LeBlanc, who backed the mayor's stand to maintain the status quo, acknowledged that the change would not, on its own, be a back-breaker for homeowners.
"My concern is that we've already taxed people higher with the (2014) water and sewer (debt shift)," he said. "We just gave a (tax increment financing break, or TIF) to a company (National Fish and Seafood), a lot of assessments are going up, and a lot of people are going to get slammed. Businesses can offset rising costs by raising prices; how can the elderly and people on fixed incomes keep offsetting rising costs if we keep doing this?"
Making the shift
Orlando, however, said the leveled tax levy share would not be a windfall for local businesses, but would send "an important message."
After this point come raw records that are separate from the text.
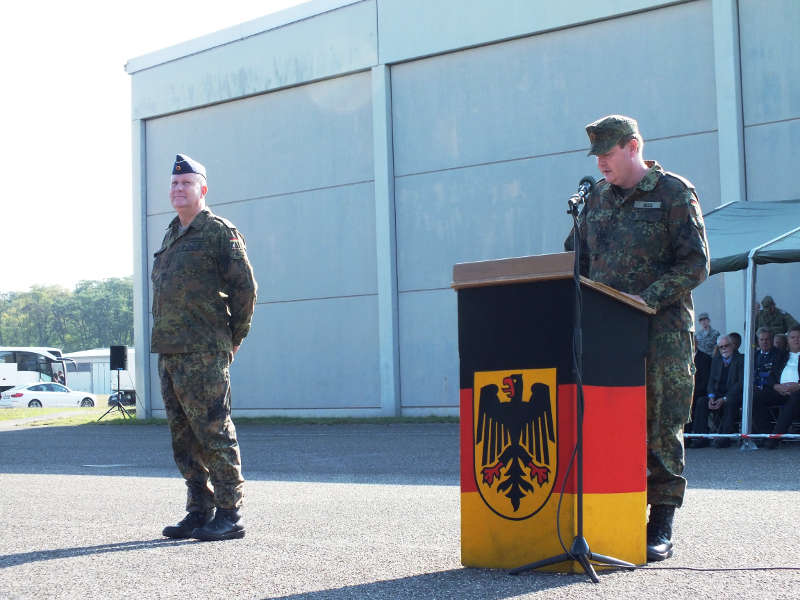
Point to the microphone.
(585, 187)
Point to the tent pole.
(747, 342)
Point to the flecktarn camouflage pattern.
(652, 243)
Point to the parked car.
(35, 395)
(124, 397)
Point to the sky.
(65, 151)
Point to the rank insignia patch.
(515, 440)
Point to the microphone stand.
(579, 550)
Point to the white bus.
(19, 365)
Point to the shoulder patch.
(680, 178)
(224, 221)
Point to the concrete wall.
(365, 147)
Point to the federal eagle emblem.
(515, 440)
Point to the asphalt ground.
(348, 511)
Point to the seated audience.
(706, 336)
(782, 390)
(724, 394)
(765, 358)
(736, 339)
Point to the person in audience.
(706, 335)
(773, 318)
(702, 369)
(736, 339)
(724, 394)
(765, 358)
(781, 390)
(780, 342)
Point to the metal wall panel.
(772, 161)
(327, 45)
(292, 169)
(312, 355)
(490, 211)
(770, 56)
(489, 142)
(309, 137)
(446, 25)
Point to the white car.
(35, 395)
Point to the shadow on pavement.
(11, 560)
(403, 454)
(455, 583)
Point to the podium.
(518, 414)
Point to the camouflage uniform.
(776, 320)
(707, 340)
(652, 243)
(203, 299)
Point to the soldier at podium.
(641, 232)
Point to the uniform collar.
(198, 221)
(651, 177)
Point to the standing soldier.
(642, 233)
(203, 299)
(773, 318)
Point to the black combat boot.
(227, 525)
(659, 532)
(190, 522)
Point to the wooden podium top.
(524, 269)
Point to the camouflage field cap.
(606, 132)
(186, 164)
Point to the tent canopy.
(736, 228)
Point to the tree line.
(95, 314)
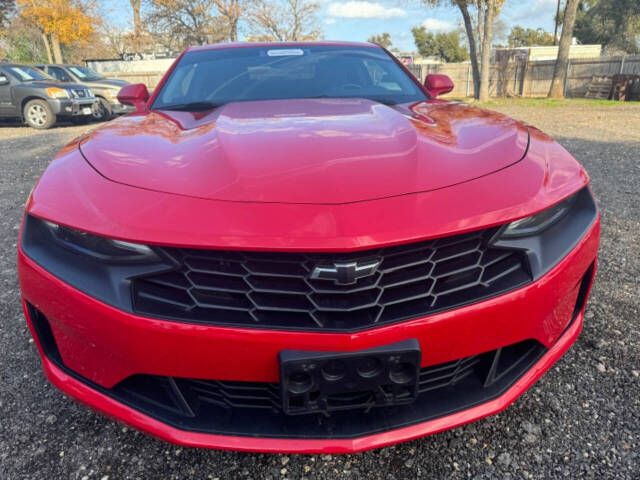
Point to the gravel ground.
(581, 420)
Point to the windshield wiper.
(191, 106)
(384, 102)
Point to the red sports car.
(295, 247)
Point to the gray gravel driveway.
(581, 420)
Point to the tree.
(445, 45)
(384, 40)
(562, 62)
(479, 34)
(137, 40)
(528, 37)
(21, 42)
(185, 22)
(615, 24)
(60, 21)
(284, 20)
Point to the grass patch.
(545, 102)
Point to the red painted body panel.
(305, 151)
(107, 345)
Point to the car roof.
(326, 43)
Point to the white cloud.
(436, 25)
(364, 10)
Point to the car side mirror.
(436, 84)
(135, 94)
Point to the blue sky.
(358, 20)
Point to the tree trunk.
(473, 53)
(47, 47)
(562, 62)
(137, 26)
(57, 52)
(486, 50)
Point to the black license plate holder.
(322, 382)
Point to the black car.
(40, 100)
(105, 89)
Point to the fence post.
(566, 78)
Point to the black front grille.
(275, 290)
(255, 409)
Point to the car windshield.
(27, 74)
(85, 74)
(207, 78)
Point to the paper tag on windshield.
(285, 52)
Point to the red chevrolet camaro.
(295, 247)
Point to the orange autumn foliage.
(58, 17)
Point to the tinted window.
(266, 73)
(59, 74)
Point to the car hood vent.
(317, 151)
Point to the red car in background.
(295, 247)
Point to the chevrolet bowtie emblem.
(346, 273)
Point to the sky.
(358, 20)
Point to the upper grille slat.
(275, 289)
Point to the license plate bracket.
(322, 382)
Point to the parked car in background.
(41, 100)
(105, 89)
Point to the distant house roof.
(551, 52)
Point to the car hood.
(319, 151)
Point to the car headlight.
(536, 223)
(101, 248)
(55, 92)
(548, 236)
(99, 266)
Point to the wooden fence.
(531, 79)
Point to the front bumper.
(102, 346)
(72, 107)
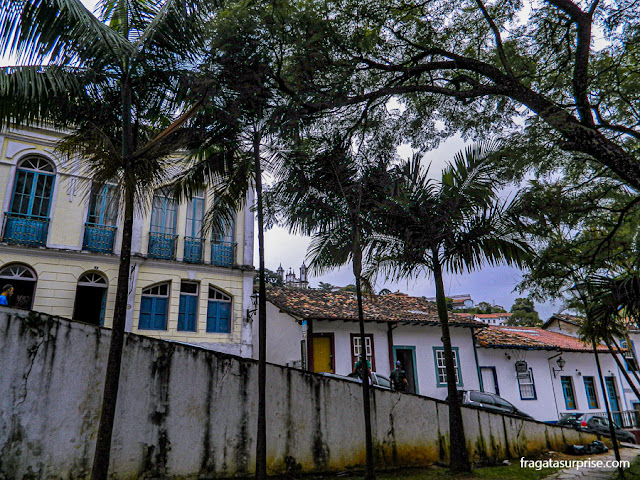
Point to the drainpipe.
(390, 328)
(475, 355)
(553, 388)
(310, 345)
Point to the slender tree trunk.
(624, 371)
(612, 431)
(107, 416)
(458, 454)
(634, 372)
(370, 473)
(261, 441)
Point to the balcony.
(99, 238)
(162, 245)
(222, 254)
(25, 229)
(193, 249)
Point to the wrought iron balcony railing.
(222, 253)
(99, 238)
(193, 249)
(162, 245)
(25, 229)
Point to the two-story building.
(60, 241)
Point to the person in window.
(358, 369)
(398, 378)
(7, 291)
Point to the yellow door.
(322, 358)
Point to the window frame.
(218, 302)
(456, 358)
(186, 297)
(355, 357)
(36, 174)
(595, 392)
(568, 381)
(154, 302)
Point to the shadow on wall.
(189, 412)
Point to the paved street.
(629, 454)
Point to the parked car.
(490, 402)
(595, 424)
(381, 381)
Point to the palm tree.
(120, 84)
(333, 193)
(454, 225)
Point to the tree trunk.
(458, 454)
(261, 440)
(612, 431)
(110, 394)
(624, 371)
(370, 473)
"I've always believed Gloucester needs to be more business-friendly," he said. "My vote to even the tax ratio was intended to encourage business development, which expands the tax base and benefits every person and business in the community.
"A rising tide raises all ships," he added, explaining that new businesses would generate more tax revenue and ease the burden on residents over the long term.
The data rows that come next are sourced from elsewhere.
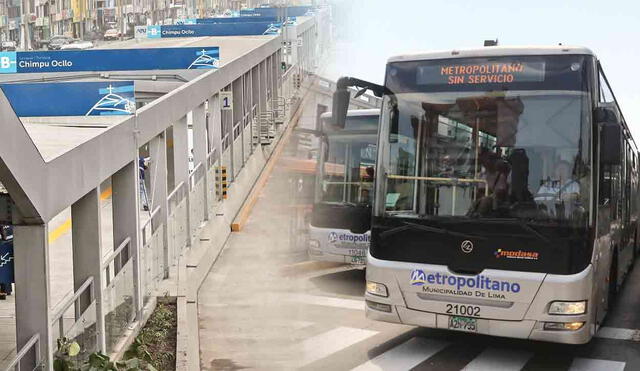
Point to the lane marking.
(587, 364)
(405, 356)
(66, 226)
(327, 343)
(328, 301)
(499, 359)
(618, 333)
(300, 325)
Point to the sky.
(370, 31)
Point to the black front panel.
(474, 245)
(357, 219)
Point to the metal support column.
(180, 162)
(200, 149)
(126, 220)
(31, 262)
(215, 130)
(87, 255)
(158, 194)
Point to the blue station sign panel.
(95, 98)
(207, 29)
(110, 60)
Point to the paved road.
(264, 307)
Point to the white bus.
(340, 219)
(506, 196)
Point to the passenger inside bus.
(562, 189)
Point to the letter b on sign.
(8, 62)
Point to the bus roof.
(493, 51)
(355, 113)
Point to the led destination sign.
(481, 73)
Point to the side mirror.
(394, 117)
(605, 114)
(340, 106)
(610, 143)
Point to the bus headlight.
(562, 326)
(568, 307)
(314, 244)
(377, 289)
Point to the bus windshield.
(348, 163)
(487, 138)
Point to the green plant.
(68, 350)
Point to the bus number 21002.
(463, 310)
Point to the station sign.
(110, 60)
(95, 98)
(185, 21)
(206, 30)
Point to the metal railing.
(33, 343)
(74, 300)
(119, 294)
(176, 196)
(122, 258)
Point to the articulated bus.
(340, 219)
(506, 193)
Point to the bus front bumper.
(524, 329)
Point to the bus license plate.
(463, 324)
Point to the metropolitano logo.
(8, 62)
(333, 237)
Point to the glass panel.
(84, 333)
(118, 306)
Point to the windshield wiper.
(408, 226)
(520, 223)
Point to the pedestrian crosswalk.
(417, 352)
(405, 356)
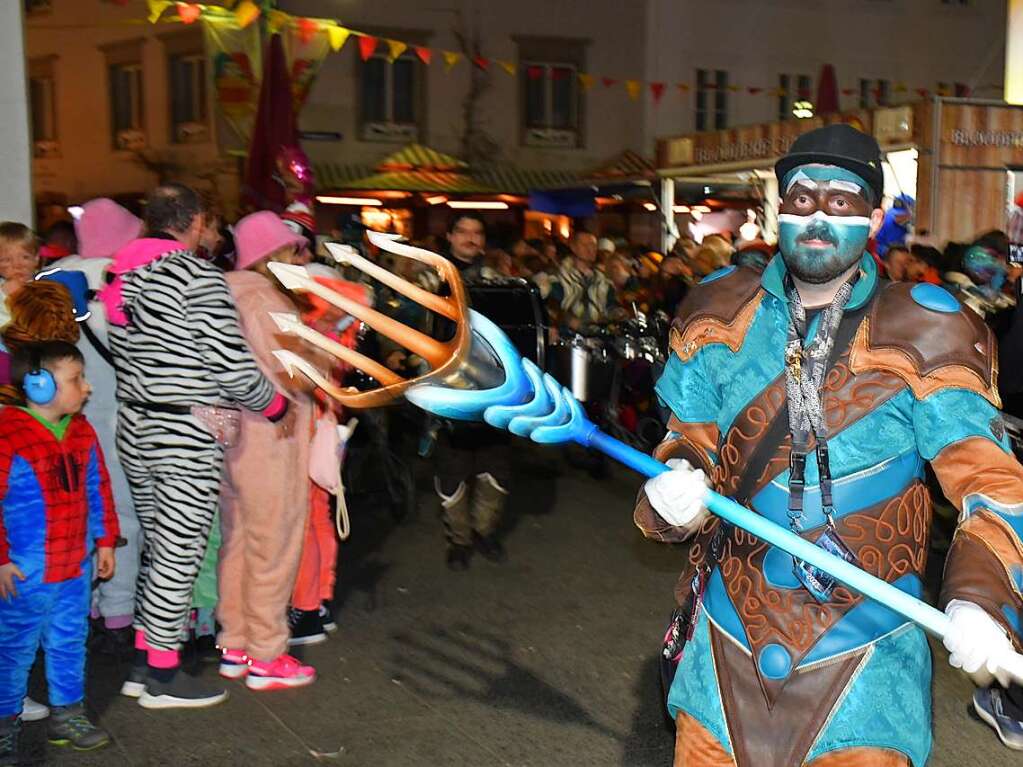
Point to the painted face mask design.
(985, 269)
(825, 222)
A leveling of the tax rates also drew support from Ken Riehl, CEO of the Cape Ann Chamber of Commerce.
"It's not a lot of money, but it really is the message," Riehl said. "We're working hard to not only encourage our businesses to expand, but to bring in new business, and it would be good to be able to say that we're a city that doesn't tax businesses at a higher rate than other properties."
LeBlanc and Romeo Theken, however, dispute that a .06 shift in the tax classification will generate new growth for the city.
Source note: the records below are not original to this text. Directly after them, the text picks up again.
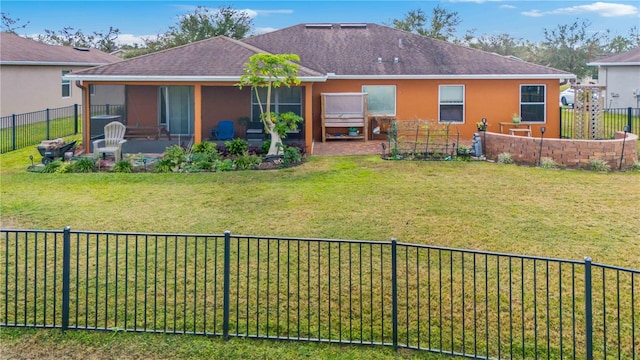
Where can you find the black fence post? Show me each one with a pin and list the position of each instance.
(13, 131)
(394, 292)
(75, 119)
(588, 309)
(48, 125)
(225, 300)
(561, 135)
(66, 264)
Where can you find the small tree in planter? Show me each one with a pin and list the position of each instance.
(272, 71)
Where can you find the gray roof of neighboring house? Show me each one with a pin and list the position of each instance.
(16, 50)
(354, 49)
(631, 57)
(218, 58)
(326, 51)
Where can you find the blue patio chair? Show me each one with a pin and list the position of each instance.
(224, 131)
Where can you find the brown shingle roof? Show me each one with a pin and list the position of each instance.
(218, 57)
(631, 56)
(354, 50)
(344, 50)
(16, 49)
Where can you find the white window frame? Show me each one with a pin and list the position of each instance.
(275, 103)
(462, 103)
(543, 103)
(395, 96)
(65, 83)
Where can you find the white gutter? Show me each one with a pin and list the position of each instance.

"To claim that we become more business-friendly by placing additional taxes on citizens while lowering our taxes on businesses is simply not true," the mayor said. "Any prospective business owner is not enticed by a slightly lower tax rate. Instead, we know that businesses are attracted to the community as a whole ... they look at housing, access to top job candidates, schools, transportation and other variables found within the community."
Romeo Theken said she would, at the upcoming Tuesday hearing, be willing to accept a 1.03 shift — a compromise that was offered by Cox but shot down by the rest of the council.
"While this is my first veto as mayor ...," Romeo Theken said, "I cast it in the name of our citizens and with the optimism that we will continue to work and solve problems together as leaders."
Staff writer Ray Lamont can be reached at 978-675-2705, or via email at email@example.com.
Calculate your taxes
Current and proposed Gloucester property tax rates, as the City Council and Mayor Sefatia Romeo Theken debate a change in the classification rate. City chief financial officer John Dunn notes any new rates will be subject to new property assessments, many at increased values.
Current (FY '16 / 1.06 to 1 business shift)
Residential: $13.61 per $1,000 valuation.
Commercial/industrial: $14.53 per $1,000.
Proposed by council (FY '17 / 1-to-1 shift)
All properties: $13.24 per $1,000.
Proposed by mayor (FY '17 / 1.06 to 1 business shift)
Residential: $13.16 per $1,000.
Commercial/industrial: $14.04 per $1,000.
Tax rate veto hearing
What: Special meeting of City Council
When: Tuesday, Nov. 29, 7 p.m.
Where: Kyrouz Auditorium, Gloucester City Hall, 9 Dale Ave.